Al despertar escucho las voces que siempre me visitan. No puedo decir que tengo una enfermedad mental puesto que todas las entonaciones nacen de mis impulsos más ahogados en el mar de mi creciente apatía. Pienso en todos esos susurros sin querer, pero mi alma ya esta rota de todos modos.
Al verme al espejo no me reconozco, pues solo veo una silueta podrida de lo que solía ser cuando la ganas de vivir eran tan lúgubres como los pensamientos que ahora me hacen temblar mientras intento leer lo que escribo.
El miedo depende de cada persona, y reír sobre los temores de los demás es tan egoísta y estúpido como los propios. No subestimes los miedos de las personas, pues son tan fuertes o incluso más que los tuyos.
Las siluetas danzantes recorren mi habitación todos los días antes de la llegada de los cuervos.

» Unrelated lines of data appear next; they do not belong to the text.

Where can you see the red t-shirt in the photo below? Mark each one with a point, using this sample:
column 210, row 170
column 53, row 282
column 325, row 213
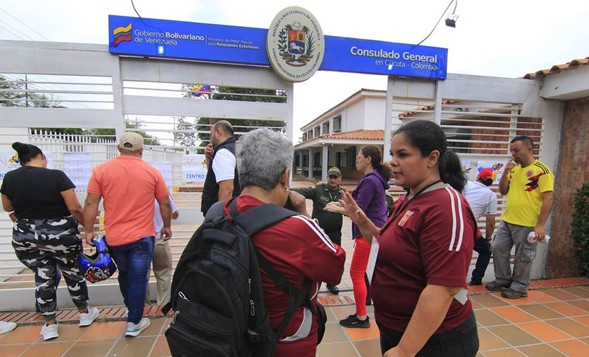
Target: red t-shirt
column 128, row 185
column 428, row 242
column 297, row 248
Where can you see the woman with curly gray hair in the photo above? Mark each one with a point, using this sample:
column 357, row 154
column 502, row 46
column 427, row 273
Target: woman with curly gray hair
column 297, row 247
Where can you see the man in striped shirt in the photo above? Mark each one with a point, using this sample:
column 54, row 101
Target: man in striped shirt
column 528, row 184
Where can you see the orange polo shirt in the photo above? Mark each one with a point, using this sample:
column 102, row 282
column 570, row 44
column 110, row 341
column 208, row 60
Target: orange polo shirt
column 128, row 186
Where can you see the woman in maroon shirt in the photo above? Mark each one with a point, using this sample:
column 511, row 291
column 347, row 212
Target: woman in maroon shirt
column 425, row 247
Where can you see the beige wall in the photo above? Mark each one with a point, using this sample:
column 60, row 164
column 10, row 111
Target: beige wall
column 572, row 172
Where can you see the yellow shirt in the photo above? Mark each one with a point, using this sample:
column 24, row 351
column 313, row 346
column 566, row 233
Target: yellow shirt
column 524, row 198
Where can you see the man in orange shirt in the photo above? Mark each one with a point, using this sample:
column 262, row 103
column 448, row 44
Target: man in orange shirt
column 129, row 185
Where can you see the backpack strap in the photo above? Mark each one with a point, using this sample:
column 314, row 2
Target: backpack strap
column 255, row 220
column 260, row 217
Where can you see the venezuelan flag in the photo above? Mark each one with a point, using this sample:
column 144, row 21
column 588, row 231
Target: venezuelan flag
column 122, row 34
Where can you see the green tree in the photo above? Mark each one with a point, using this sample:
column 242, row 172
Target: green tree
column 12, row 93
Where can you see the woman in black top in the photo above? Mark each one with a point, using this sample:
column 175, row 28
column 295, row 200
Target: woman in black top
column 45, row 232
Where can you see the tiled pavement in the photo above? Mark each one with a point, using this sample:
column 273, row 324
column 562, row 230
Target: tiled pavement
column 549, row 322
column 552, row 321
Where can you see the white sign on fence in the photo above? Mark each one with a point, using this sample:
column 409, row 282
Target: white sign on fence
column 78, row 167
column 165, row 168
column 194, row 168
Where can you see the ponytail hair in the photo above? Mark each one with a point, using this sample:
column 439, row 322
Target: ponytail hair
column 427, row 136
column 375, row 155
column 26, row 152
column 451, row 170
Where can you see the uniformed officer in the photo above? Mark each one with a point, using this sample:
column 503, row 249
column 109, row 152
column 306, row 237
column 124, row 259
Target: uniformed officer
column 322, row 194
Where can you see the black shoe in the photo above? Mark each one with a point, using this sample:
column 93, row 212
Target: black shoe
column 513, row 294
column 333, row 289
column 495, row 286
column 354, row 322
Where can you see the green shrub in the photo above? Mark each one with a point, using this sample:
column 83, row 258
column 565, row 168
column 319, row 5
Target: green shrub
column 580, row 228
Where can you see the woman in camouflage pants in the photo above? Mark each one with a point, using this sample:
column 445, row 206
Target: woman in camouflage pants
column 45, row 232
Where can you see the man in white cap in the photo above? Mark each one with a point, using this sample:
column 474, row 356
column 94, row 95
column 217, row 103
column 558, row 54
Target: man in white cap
column 129, row 186
column 482, row 201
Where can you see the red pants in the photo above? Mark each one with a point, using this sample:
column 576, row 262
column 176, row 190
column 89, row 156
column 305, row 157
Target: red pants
column 357, row 271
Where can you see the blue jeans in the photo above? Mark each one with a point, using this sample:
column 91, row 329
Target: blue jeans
column 463, row 341
column 133, row 261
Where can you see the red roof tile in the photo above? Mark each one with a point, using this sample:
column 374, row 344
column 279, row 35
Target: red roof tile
column 557, row 68
column 361, row 134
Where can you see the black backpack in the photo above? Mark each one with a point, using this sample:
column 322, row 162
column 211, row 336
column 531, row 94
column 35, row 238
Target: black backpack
column 217, row 293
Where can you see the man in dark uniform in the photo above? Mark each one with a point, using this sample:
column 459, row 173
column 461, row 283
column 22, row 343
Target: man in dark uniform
column 221, row 182
column 321, row 195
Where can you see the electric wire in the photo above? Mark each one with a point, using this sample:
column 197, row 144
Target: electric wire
column 438, row 22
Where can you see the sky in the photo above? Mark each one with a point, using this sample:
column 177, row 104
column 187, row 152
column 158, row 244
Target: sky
column 503, row 38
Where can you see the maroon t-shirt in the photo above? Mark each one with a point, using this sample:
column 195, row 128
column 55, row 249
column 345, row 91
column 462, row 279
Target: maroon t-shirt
column 298, row 249
column 429, row 242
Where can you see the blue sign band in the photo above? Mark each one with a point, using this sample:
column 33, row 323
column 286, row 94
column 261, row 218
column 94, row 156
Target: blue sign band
column 187, row 40
column 378, row 57
column 246, row 45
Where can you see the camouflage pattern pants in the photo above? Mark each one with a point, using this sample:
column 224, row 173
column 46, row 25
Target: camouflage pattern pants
column 43, row 245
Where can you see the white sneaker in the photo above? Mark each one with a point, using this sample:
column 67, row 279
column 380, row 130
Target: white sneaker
column 133, row 330
column 6, row 326
column 49, row 332
column 87, row 318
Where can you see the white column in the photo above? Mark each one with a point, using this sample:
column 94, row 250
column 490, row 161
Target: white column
column 310, row 174
column 325, row 162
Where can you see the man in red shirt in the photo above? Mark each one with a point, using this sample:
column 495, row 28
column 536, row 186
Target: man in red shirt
column 129, row 185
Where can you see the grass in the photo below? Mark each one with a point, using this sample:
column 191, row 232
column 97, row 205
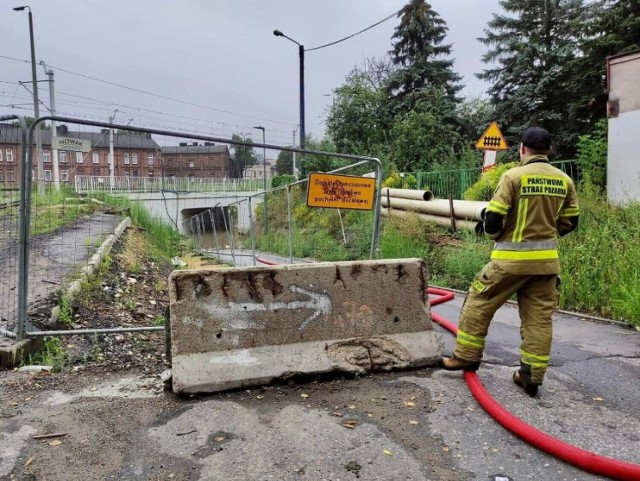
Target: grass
column 52, row 354
column 52, row 210
column 600, row 270
column 163, row 238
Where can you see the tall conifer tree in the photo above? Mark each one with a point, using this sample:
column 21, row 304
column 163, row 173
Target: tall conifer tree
column 420, row 54
column 531, row 52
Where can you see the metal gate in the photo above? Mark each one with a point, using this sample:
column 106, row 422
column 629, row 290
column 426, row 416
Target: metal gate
column 228, row 203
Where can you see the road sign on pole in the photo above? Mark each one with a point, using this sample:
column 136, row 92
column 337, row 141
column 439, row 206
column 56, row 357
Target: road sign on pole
column 492, row 139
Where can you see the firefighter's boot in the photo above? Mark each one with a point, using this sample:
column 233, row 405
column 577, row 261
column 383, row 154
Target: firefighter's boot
column 456, row 364
column 529, row 387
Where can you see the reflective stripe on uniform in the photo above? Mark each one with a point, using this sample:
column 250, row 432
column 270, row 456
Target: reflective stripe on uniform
column 469, row 340
column 526, row 246
column 534, row 360
column 521, row 220
column 570, row 212
column 525, row 255
column 498, row 207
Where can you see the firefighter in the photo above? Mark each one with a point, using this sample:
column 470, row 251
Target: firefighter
column 534, row 204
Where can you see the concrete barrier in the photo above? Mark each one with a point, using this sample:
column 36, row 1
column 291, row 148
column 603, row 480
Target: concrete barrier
column 238, row 327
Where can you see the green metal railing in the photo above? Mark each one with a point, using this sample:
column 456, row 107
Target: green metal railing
column 454, row 183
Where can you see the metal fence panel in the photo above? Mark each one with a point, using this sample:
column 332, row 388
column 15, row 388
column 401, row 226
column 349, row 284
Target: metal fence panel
column 13, row 140
column 222, row 212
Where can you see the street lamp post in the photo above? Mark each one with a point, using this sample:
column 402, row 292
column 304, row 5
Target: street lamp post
column 36, row 109
column 278, row 33
column 264, row 174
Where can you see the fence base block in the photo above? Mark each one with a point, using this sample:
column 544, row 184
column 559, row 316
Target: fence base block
column 241, row 368
column 12, row 352
column 239, row 327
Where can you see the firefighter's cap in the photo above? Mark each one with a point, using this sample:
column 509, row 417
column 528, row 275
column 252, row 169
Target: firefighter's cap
column 536, row 138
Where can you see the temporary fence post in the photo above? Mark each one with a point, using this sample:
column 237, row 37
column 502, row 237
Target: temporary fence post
column 25, row 211
column 252, row 231
column 290, row 223
column 214, row 232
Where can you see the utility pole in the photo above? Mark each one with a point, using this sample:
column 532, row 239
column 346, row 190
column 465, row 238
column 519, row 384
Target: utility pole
column 111, row 156
column 294, row 170
column 264, row 170
column 36, row 106
column 52, row 109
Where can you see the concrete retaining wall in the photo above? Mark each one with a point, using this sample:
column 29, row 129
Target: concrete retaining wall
column 239, row 327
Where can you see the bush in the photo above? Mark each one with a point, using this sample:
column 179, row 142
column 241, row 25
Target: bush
column 283, row 179
column 592, row 155
column 486, row 185
column 396, row 181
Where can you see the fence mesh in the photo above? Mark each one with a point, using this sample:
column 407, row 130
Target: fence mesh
column 9, row 230
column 454, row 183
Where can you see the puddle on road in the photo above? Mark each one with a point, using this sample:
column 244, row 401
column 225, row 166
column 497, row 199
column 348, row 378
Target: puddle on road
column 126, row 388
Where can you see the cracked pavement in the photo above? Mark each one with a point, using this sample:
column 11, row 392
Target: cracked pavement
column 412, row 425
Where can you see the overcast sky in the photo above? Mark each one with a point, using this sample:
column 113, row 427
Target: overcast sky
column 218, row 56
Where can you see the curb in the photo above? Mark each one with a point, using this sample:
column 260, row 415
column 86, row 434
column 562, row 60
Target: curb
column 92, row 266
column 585, row 317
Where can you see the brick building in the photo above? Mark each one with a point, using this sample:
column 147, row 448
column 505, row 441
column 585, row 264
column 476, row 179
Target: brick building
column 198, row 161
column 135, row 155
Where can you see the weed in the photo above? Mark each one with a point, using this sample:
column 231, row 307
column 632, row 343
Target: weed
column 96, row 349
column 159, row 287
column 52, row 354
column 66, row 310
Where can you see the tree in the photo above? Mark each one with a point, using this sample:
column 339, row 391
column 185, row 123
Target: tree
column 244, row 155
column 420, row 137
column 284, row 163
column 532, row 84
column 358, row 122
column 420, row 55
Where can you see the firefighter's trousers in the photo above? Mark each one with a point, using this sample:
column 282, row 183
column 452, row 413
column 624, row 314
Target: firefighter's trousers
column 537, row 298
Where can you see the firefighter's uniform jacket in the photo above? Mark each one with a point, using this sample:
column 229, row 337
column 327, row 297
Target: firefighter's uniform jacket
column 534, row 203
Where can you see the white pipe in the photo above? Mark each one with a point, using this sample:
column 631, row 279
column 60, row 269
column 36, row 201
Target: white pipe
column 435, row 219
column 407, row 194
column 462, row 209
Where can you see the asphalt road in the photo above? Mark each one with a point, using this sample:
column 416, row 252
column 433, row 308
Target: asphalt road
column 417, row 425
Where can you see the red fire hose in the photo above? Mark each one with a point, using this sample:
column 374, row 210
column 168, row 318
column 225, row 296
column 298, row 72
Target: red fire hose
column 585, row 460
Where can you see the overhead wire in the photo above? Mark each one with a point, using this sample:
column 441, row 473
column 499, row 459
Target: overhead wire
column 153, row 94
column 354, row 34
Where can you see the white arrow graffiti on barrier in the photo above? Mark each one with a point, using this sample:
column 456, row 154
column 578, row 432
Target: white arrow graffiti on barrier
column 320, row 303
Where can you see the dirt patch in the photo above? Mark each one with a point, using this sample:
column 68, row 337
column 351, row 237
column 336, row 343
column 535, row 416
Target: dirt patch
column 131, row 290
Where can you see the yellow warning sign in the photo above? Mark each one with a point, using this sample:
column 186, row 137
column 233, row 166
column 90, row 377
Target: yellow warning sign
column 492, row 139
column 340, row 191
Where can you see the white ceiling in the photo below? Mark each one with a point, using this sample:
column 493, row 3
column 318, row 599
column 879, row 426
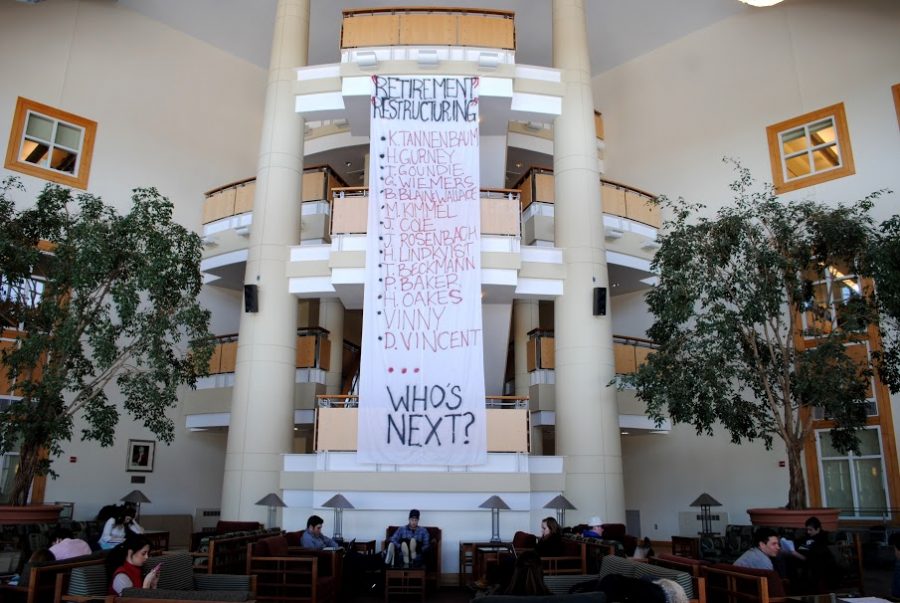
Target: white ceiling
column 619, row 30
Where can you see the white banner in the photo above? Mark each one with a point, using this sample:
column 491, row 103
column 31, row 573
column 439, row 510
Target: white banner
column 421, row 391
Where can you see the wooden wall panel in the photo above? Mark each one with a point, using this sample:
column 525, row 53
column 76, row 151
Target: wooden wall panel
column 489, row 32
column 613, row 200
column 527, row 194
column 500, row 216
column 639, row 210
column 624, row 358
column 548, row 353
column 544, row 188
column 435, row 29
column 640, row 354
column 325, row 354
column 507, row 429
column 313, row 186
column 215, row 361
column 349, row 215
column 229, row 357
column 219, row 205
column 243, row 198
column 336, row 429
column 531, row 354
column 306, row 351
column 370, row 30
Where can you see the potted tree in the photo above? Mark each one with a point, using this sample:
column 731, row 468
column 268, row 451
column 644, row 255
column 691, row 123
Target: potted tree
column 755, row 314
column 93, row 304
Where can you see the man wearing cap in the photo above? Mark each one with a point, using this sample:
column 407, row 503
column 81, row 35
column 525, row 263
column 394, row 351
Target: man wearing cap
column 594, row 529
column 412, row 540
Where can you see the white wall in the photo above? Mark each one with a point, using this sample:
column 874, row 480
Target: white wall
column 174, row 113
column 671, row 115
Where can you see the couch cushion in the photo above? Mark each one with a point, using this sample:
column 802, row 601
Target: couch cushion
column 221, row 582
column 616, row 565
column 776, row 586
column 89, row 581
column 654, row 572
column 176, row 573
column 182, row 595
column 273, row 546
column 597, row 597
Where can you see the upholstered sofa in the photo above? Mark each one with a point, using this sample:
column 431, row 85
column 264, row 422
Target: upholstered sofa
column 177, row 582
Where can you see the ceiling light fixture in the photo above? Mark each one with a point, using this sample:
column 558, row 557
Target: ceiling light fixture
column 761, row 2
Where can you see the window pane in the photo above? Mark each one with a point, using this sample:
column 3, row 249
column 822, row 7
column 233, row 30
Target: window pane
column 39, row 127
column 822, row 132
column 63, row 160
column 826, row 158
column 868, row 442
column 838, row 487
column 871, row 484
column 34, row 152
column 797, row 166
column 793, row 141
column 68, row 136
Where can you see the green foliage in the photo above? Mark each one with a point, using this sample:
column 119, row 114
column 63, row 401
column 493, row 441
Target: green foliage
column 734, row 350
column 108, row 320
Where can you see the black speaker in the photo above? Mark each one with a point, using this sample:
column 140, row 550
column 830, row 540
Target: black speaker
column 599, row 301
column 251, row 298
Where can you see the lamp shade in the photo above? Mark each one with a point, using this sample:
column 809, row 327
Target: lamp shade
column 338, row 501
column 559, row 502
column 705, row 500
column 271, row 500
column 135, row 496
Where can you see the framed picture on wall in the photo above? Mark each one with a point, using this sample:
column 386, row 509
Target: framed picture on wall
column 140, row 455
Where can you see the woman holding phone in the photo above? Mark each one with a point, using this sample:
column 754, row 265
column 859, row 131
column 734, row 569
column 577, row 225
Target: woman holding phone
column 124, row 564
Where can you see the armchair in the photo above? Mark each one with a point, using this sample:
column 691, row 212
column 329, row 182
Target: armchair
column 432, row 556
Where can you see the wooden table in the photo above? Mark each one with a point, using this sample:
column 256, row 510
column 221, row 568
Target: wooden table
column 404, row 583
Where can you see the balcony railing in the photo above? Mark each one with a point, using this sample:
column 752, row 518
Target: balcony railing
column 537, row 186
column 313, row 351
column 237, row 197
column 428, row 26
column 629, row 352
column 508, row 426
column 499, row 211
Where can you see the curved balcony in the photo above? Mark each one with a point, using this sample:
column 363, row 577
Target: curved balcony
column 508, row 426
column 432, row 26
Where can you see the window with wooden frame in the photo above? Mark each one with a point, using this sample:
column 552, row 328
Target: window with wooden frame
column 51, row 144
column 810, row 149
column 896, row 90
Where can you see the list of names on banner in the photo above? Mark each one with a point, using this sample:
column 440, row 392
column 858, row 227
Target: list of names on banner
column 423, row 304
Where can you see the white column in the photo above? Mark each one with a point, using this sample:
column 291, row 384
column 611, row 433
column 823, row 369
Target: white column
column 331, row 318
column 587, row 426
column 261, row 425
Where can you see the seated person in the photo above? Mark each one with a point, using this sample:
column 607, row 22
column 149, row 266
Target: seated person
column 760, row 556
column 313, row 538
column 411, row 539
column 124, row 562
column 550, row 543
column 118, row 527
column 820, row 570
column 594, row 529
column 66, row 547
column 528, row 577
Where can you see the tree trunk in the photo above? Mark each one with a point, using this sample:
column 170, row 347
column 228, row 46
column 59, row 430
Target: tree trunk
column 797, row 493
column 29, row 461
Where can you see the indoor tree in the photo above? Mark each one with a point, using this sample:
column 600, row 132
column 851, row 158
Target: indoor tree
column 104, row 314
column 753, row 313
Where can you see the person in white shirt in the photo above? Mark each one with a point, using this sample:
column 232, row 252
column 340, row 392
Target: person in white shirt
column 118, row 527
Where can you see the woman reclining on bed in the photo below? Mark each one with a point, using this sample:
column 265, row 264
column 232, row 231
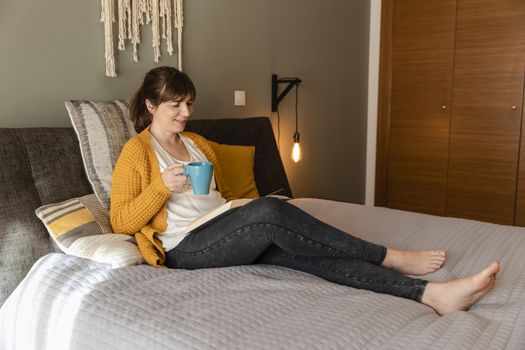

Sus sombras en constante movimiento giran sobre sus propios ejes mostrandome su ostentoso baile. No puedo dejar de gritar mientras que mis cuencas observan tal macabra danza.
El pequeño poeta ha muerto, y su alma maldice aquellas navajas que recorrían su pequeña espalda sin el consentimiento de este; los dedos en sus pómulos dejan ver el pavor que la abertura de su boca produce al intentar gritar sobre las almas que ríen del desborde de sangre que emana.
No puedo dejar que los cadáveres me atrapen. Los vivos me amedrentan y los muertos me culpan desde sus lechos, no hay diferencia si me suicido.
Azotó mi rostro sobre el escritorio en varias ocasiones pero no dejo de pensar en los ojos de mis seres queridos que encontraron la salida fácil.
Mi habitación está oscura y la noche púrpura se acerca. Ellos vienen por mi, lo se.